Separation of Functionality
As the library grows, I found the need to partition the code better for accessibility & reusability.
- Webflow-specific code is being distinguished from more general functionality.
- Libraries specific to Webflow implementation are prefixed with
webflow-
. - Other libraries will be named, grouped and prefixed according to the functional intent and the platforms they pertain to.
- This means that much of the functionality here can be used in non-Webflow sites, or in sites that you are hosting separately. Around that capability is a Webflow-specific wrapper that applies those features in Webflow’s unique HTML-generation and hosting-environment context.
3 Distinct Integration Approaches
I want to embrace the reality that many Webflow designers are unfamiliar with programming, while others need maximum functionality.

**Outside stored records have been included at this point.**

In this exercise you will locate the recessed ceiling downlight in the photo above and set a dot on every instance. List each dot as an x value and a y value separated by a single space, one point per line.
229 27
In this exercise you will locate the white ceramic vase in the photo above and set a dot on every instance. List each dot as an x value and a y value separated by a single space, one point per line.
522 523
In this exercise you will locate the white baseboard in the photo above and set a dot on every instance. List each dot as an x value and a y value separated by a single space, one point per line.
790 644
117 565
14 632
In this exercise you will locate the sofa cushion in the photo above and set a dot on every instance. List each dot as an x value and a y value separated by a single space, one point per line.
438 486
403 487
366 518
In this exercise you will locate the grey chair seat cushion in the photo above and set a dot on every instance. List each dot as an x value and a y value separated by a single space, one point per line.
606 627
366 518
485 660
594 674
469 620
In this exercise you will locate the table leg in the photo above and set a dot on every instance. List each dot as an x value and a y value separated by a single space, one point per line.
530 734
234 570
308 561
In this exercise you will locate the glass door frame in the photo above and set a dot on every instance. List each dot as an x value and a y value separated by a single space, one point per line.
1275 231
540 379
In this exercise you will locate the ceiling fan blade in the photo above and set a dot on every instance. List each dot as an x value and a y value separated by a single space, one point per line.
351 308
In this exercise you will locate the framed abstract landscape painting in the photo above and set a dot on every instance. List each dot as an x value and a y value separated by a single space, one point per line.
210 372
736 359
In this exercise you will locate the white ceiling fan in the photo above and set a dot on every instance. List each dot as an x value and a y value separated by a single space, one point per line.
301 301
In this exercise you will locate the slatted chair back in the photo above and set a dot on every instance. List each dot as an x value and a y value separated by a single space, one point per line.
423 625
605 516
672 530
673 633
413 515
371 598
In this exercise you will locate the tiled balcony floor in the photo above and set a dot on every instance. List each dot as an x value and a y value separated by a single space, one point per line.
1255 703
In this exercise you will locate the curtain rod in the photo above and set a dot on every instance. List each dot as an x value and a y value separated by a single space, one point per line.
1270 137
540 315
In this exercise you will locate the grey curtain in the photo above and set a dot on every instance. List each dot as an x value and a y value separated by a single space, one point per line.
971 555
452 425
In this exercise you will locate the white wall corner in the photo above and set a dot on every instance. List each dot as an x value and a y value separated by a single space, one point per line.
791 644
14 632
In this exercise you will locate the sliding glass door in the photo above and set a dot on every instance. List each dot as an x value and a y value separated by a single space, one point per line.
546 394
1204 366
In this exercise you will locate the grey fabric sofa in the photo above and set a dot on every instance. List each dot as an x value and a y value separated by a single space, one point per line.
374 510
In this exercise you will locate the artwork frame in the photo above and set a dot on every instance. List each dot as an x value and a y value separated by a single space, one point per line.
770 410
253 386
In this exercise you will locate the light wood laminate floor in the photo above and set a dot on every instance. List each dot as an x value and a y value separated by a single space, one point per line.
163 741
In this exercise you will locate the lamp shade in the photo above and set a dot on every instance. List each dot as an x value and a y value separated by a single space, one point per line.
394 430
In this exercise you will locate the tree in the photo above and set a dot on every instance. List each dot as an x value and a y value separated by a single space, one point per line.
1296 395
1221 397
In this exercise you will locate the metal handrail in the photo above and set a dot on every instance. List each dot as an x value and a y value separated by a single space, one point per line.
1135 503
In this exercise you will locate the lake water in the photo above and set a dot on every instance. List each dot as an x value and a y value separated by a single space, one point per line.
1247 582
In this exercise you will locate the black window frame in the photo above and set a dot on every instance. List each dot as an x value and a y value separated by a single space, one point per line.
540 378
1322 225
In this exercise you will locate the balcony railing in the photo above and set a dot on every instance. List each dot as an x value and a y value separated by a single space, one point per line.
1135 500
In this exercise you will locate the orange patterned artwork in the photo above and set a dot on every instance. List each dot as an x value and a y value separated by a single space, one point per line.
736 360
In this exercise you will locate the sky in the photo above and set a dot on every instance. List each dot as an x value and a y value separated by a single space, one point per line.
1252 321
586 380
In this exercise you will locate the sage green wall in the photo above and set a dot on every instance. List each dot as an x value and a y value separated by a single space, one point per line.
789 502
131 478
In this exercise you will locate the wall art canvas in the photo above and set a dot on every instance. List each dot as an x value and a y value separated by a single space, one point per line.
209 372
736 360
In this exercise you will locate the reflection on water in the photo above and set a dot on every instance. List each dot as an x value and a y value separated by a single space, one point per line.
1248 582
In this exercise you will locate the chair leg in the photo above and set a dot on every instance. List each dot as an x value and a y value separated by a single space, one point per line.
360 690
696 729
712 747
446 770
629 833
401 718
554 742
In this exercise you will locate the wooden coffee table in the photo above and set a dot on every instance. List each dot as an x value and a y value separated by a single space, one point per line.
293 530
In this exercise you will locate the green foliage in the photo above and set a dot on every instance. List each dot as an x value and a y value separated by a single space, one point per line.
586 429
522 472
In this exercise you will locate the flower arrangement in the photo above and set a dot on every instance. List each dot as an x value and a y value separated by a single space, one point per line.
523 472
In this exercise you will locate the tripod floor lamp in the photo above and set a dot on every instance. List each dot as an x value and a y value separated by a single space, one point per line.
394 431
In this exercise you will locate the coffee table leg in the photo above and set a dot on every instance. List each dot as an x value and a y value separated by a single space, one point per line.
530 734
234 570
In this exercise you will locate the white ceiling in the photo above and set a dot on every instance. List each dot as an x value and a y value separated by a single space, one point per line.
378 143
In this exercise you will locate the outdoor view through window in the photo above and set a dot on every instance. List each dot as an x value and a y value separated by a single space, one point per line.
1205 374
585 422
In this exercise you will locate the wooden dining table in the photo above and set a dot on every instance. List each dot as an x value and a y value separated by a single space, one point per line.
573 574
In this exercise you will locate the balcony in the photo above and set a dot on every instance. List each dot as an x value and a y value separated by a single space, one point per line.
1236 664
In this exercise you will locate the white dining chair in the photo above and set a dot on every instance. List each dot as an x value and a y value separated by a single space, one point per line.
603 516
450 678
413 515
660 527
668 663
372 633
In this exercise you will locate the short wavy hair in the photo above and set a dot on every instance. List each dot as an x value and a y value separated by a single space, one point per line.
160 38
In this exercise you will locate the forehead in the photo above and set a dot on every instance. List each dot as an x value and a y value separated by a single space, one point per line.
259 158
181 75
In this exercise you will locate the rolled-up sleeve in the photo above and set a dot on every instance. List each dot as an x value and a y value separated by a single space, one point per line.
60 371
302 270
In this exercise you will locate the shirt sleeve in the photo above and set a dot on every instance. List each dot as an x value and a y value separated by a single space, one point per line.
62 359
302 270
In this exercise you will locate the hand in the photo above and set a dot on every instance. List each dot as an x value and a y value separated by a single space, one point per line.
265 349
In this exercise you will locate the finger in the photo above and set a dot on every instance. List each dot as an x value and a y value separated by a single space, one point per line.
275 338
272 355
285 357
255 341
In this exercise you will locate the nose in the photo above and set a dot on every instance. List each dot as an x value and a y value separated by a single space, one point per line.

To support a wide range of users, I’m conceptually dividing integration approaches into 3 zones;
-
Code. Programmers will generally use the libraries under
src/modules
directly. These functions and libraries can be arranged to accomplish complex tasks with unique configurations, and using these modules directly gives you full access to their capabilities. -
Lo-Code. Designers with basic scripting knowledge are provided with locode libraries that encapsulate the most commonly-used functionality into single function calls. These libraries exist under
/src/locode
and have a-helper
suffix. These will provide the core functionality of the full libraries, with minimal setup. -
No-Code. Where possible, I intend to offer codeless possibilities where the functionality is automatically added by simply adding the library. Paste in the library refernce, tag your elements for the functionality you want, and everything else happens automatically. This entirely avoids script-writing, while giving you much of the functionality designers want.